The cops themselves state that there are cops, and there are non cops, and that’s how the world is divided. Police have made themselves nobility and knights, better than the rest of us. Peel’s Principles are pretty much dead here in the USA.
Recently in San Diego, a drunk driver tried to commit suicide by jumping off a bridge. An officer at the scene sent his dog after him, and as the dog grabbed his leg the guy jumped. Incredibly, the guy survived, but the dog died in the fall.
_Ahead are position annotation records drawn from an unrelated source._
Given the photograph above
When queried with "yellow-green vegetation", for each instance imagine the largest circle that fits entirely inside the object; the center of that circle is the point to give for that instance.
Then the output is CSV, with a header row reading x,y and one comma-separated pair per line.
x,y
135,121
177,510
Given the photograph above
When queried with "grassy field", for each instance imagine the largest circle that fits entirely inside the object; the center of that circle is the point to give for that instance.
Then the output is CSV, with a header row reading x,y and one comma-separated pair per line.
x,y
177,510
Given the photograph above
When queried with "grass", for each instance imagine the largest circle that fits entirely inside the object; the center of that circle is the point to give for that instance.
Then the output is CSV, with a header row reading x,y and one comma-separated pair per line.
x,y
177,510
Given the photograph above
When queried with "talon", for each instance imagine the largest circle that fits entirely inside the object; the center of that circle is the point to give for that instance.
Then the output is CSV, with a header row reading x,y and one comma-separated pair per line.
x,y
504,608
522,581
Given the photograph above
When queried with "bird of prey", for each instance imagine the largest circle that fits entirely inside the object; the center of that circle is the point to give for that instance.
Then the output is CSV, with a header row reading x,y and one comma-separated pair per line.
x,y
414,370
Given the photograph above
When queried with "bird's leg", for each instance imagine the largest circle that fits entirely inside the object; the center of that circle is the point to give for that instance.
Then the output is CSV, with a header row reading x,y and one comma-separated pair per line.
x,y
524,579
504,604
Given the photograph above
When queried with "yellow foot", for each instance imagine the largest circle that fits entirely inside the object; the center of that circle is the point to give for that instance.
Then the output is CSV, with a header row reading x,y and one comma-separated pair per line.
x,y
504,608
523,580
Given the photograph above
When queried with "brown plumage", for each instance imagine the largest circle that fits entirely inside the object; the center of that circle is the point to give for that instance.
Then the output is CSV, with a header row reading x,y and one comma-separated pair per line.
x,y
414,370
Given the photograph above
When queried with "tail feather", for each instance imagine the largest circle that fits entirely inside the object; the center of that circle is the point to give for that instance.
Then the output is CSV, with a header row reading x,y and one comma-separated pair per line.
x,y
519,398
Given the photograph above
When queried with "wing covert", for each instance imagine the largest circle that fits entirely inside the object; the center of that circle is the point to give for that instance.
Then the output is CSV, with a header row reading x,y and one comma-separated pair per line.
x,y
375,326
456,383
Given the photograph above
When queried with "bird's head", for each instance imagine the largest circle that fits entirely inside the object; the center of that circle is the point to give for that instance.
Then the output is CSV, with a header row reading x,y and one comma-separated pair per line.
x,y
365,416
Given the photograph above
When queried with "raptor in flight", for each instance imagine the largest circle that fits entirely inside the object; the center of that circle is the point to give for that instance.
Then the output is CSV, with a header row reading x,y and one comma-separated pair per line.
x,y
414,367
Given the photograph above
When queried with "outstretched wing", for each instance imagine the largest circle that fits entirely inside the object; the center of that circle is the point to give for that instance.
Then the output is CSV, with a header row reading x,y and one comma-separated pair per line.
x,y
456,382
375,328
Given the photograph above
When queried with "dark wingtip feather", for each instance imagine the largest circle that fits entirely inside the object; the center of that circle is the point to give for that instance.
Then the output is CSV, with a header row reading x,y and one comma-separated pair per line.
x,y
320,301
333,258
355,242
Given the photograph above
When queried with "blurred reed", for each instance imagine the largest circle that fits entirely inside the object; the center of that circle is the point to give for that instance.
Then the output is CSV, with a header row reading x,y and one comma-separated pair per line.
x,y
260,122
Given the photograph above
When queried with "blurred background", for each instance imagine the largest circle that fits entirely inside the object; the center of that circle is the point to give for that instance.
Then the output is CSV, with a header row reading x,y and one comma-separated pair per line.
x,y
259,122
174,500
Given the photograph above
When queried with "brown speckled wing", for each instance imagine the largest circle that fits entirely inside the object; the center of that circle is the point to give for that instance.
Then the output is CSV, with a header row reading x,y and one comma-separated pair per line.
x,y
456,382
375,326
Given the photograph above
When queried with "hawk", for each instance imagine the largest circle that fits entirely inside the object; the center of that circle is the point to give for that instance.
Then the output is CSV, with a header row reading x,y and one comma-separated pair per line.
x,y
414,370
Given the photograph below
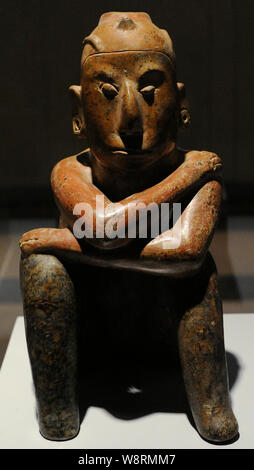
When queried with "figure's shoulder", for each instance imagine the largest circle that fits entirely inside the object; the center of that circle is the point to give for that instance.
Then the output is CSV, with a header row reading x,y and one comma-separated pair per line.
x,y
82,157
80,162
200,154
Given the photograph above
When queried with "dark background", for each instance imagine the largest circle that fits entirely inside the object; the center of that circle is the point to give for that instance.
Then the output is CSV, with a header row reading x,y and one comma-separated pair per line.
x,y
40,58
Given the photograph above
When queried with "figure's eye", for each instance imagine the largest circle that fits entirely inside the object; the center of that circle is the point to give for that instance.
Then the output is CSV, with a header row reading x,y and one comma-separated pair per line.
x,y
147,90
148,83
109,90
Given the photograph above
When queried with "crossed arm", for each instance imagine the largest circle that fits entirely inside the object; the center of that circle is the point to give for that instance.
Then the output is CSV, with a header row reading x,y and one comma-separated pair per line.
x,y
72,184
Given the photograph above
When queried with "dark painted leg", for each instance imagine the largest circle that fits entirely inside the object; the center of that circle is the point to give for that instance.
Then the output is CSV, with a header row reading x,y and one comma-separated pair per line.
x,y
202,352
50,319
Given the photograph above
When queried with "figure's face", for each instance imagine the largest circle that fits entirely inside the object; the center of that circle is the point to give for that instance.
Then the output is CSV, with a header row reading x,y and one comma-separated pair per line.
x,y
130,107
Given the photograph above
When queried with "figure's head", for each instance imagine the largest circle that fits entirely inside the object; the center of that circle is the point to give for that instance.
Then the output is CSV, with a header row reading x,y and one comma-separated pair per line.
x,y
129,103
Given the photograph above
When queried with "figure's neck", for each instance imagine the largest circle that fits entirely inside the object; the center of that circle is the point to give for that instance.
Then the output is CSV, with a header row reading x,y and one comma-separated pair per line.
x,y
117,185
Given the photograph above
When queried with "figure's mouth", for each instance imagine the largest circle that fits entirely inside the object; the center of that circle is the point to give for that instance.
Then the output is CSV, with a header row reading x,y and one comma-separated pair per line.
x,y
132,143
132,140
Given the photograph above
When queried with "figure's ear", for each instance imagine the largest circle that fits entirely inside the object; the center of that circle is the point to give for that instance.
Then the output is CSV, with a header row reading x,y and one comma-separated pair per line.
x,y
78,121
184,108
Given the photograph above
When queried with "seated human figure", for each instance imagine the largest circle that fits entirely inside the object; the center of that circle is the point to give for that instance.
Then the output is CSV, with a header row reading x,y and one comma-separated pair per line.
x,y
130,107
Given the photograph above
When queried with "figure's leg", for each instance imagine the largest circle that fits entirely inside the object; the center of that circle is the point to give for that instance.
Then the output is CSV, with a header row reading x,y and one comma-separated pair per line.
x,y
202,352
50,319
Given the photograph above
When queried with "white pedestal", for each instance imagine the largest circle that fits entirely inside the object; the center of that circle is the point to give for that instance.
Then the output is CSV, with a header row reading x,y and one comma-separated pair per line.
x,y
100,430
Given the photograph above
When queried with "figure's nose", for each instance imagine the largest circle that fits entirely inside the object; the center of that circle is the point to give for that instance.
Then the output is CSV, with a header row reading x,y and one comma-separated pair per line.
x,y
130,122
There were a fair number of comments on the articles about the incident arguing that he should be charged with murder of a police officer!
I seem to recall the dog’s funeral was a pretty big deal.
(as a bonus, the initial police account had the guy picking up the dog and throwing it off. It wasn’t until video footage from a helicopter proved them wrong that they dropped that story)
Caligula’s horse.
Well, I guess some dogs do go to Hell.
“Bob, I appreciate and share your concern about the police culture and its ruinous effects on the relationship between officers and private citizens. But I have to ask, would you say the same things about funerals for soldiers?”
Here in Chicago, fallen police officers are given funerals fit for heads of state. Fallen soldiers are given nothing remotely approaching the attention given to fallen police officers. Virtually ever cop and every spare car is turned out for processions that close roads for miles. I was once an hour late for work waiting for a funeral procession to cross a main thoroughfare in the suburbs. It was a Chicago police officer, who was being buried outside the city.
The cost to the public is enormous and the cops’ attitude is that the world will stop in its tracks for us. Nothing of the sort is done for fallen soldiers. Cops rule the streets, so they turn the city upside down when one of their own dies.
Police shouldn’t even have their attack dogs. And that is what they are – attack dogs. They smack if Nazi Germany and Bull Connor.
Perhaps a pack of bloodhounds for tracking escaped prisoners and such or a Labrador to sniff for bombs or something but hauling around attack dogs to bite people and supposedly sniff out contraband isn’t compatible with a Republic of Free Men.